The Serengeti savannahs with their open country and grasslands support a healthy cheetah population.  Cheetahs face increasing pressure from humans and land encroachment – with between 9,000 to 12,000 left in the world.  You’ll be scouting for cheetah in one of the two remaining cheetah strongholds in the world:  the Mara/Serengeti ecosystem.  (The other significant cheetah population is in Namibia and Botswana.)  The Serengeti cheetah population is threatened by a lack of genetic variation, making them susceptible to disease and decreasing reproduction.  Still, there have been many cub births in the Serengeti cheetah populations.  Look carefully around the termite mounts as they are popular hiding places for the Mara cheetah.    
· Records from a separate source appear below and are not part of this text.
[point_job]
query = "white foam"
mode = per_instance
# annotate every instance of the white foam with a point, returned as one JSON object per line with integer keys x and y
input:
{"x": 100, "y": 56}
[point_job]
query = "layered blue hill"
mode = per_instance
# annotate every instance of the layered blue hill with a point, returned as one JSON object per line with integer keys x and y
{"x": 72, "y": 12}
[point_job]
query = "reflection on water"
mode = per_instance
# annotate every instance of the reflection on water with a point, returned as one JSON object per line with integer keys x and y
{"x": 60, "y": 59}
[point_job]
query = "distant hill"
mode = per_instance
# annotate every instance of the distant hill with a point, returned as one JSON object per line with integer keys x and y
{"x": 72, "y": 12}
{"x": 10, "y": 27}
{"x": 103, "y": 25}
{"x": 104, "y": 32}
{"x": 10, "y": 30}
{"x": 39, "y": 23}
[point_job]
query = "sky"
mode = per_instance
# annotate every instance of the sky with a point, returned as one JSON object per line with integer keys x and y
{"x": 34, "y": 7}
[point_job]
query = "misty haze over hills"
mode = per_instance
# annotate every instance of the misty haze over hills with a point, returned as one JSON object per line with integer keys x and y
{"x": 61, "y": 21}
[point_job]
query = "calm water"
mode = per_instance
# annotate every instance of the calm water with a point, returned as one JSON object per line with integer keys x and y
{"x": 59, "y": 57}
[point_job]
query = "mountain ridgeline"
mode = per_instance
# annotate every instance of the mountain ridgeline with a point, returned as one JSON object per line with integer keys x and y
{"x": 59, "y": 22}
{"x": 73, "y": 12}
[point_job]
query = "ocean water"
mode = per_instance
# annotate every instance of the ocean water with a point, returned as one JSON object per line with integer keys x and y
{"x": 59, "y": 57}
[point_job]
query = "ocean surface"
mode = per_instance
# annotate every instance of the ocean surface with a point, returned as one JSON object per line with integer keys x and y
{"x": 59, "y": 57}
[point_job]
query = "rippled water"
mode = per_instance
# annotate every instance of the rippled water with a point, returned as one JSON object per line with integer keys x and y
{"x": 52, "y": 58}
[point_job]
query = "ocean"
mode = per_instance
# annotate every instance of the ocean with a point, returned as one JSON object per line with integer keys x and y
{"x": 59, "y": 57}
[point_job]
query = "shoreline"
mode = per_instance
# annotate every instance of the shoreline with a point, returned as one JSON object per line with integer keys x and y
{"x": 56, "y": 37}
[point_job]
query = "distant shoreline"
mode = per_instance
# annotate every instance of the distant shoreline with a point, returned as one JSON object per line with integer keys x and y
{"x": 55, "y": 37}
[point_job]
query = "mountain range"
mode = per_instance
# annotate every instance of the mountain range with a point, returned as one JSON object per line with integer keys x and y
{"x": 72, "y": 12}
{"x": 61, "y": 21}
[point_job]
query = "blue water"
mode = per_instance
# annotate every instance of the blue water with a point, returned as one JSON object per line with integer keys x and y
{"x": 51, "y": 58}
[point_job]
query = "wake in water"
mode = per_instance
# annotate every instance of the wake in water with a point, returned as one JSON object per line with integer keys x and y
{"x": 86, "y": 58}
Wildlife populations double during the migration season, but that still means that resident wildlife populations are some of the most dense on the African continent and include substantial populations of plains game, including buffalo, giraffe, and warthog, as well as a wide range of antelope species, including dik dik, bushbuck, waterbuck, eland, impala, and topi.   
      
Sundowners, dinner, and overnight at Kati Kati Camp.

Day 9
Ngorongoro Farm House
Ngorongoro Conservation Area   
Breakfast at Kati Kati Camp. This morning we will drive eastward back toward Ngorongoro Conservation Area with a late afternoon arrival at Ngorongoro Farm House. Note the changes in vegetation as you begin the climb up the slopes of the Ngorongoro Crater.  The savannahs disappear into lush, more tropical vegetation, including coffee plantations.    

Relaxing in the late afternoon while you enjoy activities at Ngorongoro Farm House as you choose.  Let your guide know your preference and he will make arrangements for you with Ngorongoro Farm House for:

Village Walk
Watching Farm Chores
Afternoon Tea
Coffee Roasting
Investigating Medicinal Plants
Watching Makonde Wood Carving
    
Dinner and overnight at Ngorongoro Farm House.

Day 10
Arumeru River Lodge
Arusha   
Breakfast at Ngorongoro Farm House. Begin your journey back to Arusha arriving in the early afternoon for lunch at Shanga River House. Learn more about the great work being done by Shanga Project @ www.shanga.org. Check in to a day room at Arumeru River Lodge followed by shopping for craft items or sightseeing in Arusha town. Perhaps you would just like to relax, swim, shower, and pack for your international flight.  Dinner at Arumeru Lodge.  Pick up for transport to your international flight at Kilimanjaro Airport.